Following the path of Sharon's sins
Only an end to the state of war with the Arab states will turn Olmert from a dismal, marginal footnote in the state's history into a great leader.
When Attorney General Menachem Mazuz's drawers are bursting with files investigating the prime minister, and a state comptroller report follows a committee of inquiry report, Ehud Olmert's pledge to "continue Sharon's path" becomes somewhat ironic. The most obvious similarity to Sharon lies in the Greek island affair, which was closed in a dubious manner, the campaign finance affair, which resulted in the conviction of Sharon's son, and the culture of political appointments.
The policy of unilateral disengagement from Palestinian territory, a policy that shielded Sharon from the skeletons in his closet and became Kadima's diplomatic platform, has faded into oblivion. Olmert long ago shelved the unilateral convergence plan for the West Bank. Foreign Minister Tzipi Livni has even expressed public regret for what she called "the throwing of Gaza's keys into the street." Along the same one-way street, which has been revealed at best to lead nowhere, they have offered a "diplomatic horizon." That is to say, a dead end. For it is well-known that a horizon has a way of moving further away as you get closer. The government is fighting the Mecca agreement, which was designed to allow the Palestinian Authority unity government to authorize PA Chairman Mahmoud Abbas to conduct negotiations on a final-status accord. Instead of talking to Syria and Lebanon on a peace agreement, the government is preparing the public for another war in the North. Essentially, the Olmert-Peretz government isn't offering anything but more blood, sweat and tears.
Many Israelis assumed the uprooting of the Gush Katif settlements would serve as a precedent for the removal of settlements in the West Bank. Good people hoped that the withdrawal from the Gaza Strip was a down payment on a withdrawal from the West Bank. They argued that there is no crime greater than the crimes of the occupation, and that in exchange for the "historical step," the attorney general and the media must "protect Sharon like a citron: including with a sealed box, a sponge, and cotton balls," as Amnon Abramovich put it during a conference at the Van Leer Jerusalem Institute in February 2006.
In hindsight, given the chaos in the territories following the disengagement from Gaza, and the frozen diplomatic process, it is doubtful if the followers of citronism (handling politicians with kid gloves) would be more forgiving toward Sharon than toward Esterina Tartman, whose iniquities are white as snow compared to the suspicions that surrounded the previous prime minister. However, it is precisely the dangers lying in wait at Israel's gates, and threatening the pragmatic Sunni regimes, that have provided the Olmert government with a rare opportunity to end the conflict with all Arab states, once and for all. Five years after the missed opportunity of the Arab peace initiative approved in Beirut, the Arab League is offering Israel a second chance. In a Riyadh summit at the end of the month, the Arab League intends to pave the way for accelerated negotiations between Israel and the Palestinians and lay the groundwork for an end to the conflict along the northern border as well. Israeli acceptance of the initiative would be rewarded by "normal relations" with all its neighbors. Even the Bush administration has discovered that anger is not a policy and decided to to talk with the Iranians and Syrians on ways to leave Iraq. The United States would no doubt be grateful to Israel for any contribution to the fight against the global jihad that is shedding its soldiers' blood.

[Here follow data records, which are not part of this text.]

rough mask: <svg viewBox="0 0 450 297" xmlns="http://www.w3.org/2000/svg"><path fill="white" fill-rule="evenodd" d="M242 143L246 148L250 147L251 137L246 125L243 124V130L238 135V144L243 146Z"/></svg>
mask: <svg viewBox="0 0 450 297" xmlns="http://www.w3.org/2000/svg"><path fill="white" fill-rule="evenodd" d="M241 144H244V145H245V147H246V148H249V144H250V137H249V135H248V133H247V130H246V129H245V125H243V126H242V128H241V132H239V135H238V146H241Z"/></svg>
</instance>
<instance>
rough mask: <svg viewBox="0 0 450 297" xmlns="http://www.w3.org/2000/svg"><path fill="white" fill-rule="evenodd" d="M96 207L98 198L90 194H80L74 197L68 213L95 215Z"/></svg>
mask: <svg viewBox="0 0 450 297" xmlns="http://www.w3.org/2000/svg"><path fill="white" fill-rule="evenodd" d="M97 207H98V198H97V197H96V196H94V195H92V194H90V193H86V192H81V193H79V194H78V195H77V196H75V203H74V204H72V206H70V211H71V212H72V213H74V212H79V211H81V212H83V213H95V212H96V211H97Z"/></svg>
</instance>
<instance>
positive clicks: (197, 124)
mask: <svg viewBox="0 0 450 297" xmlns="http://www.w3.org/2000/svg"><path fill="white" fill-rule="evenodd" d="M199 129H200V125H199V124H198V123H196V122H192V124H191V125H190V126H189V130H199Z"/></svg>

An Arab diplomat told me several days ago that it would be best if I lowered expectations of the Riyadh summit. Not that he doubts the sincerity of the Arab League's intentions. "Our pessimism is derived from the condition of your leadership," he said. "What value would the summit decision have, if what concerns the prime minister is who will get to him first - Winograd, the state comptroller's report, or the attorney general?"

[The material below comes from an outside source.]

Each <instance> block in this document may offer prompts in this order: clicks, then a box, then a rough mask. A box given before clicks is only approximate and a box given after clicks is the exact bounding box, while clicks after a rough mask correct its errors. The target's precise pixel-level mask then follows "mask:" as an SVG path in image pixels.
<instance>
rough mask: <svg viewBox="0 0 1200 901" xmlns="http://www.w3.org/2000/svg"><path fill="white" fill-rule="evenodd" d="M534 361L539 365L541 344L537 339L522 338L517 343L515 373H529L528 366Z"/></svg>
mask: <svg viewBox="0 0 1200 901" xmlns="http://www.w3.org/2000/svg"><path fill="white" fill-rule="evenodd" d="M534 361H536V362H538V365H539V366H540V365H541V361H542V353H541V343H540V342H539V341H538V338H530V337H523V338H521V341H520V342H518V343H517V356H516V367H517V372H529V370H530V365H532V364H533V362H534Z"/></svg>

I was reminded that in honor of the military victory in the Six-Day War, the Knesset adopted the general pardon law, which led to the closure of 15,000 open case files and ongoing trials, excluding for serious crimes such as murder and rape. A partial and problematic step like the unilateral disengagement rescued Sharon from trouble and granted him the status of a national hero. Given the citron experience, a diplomatic agreement that would bring an end to the occupation will pardon Olmert. Only an end to the state of war with the Arab states will turn Olmert from a dismal, marginal footnote in the state's history into a great leader.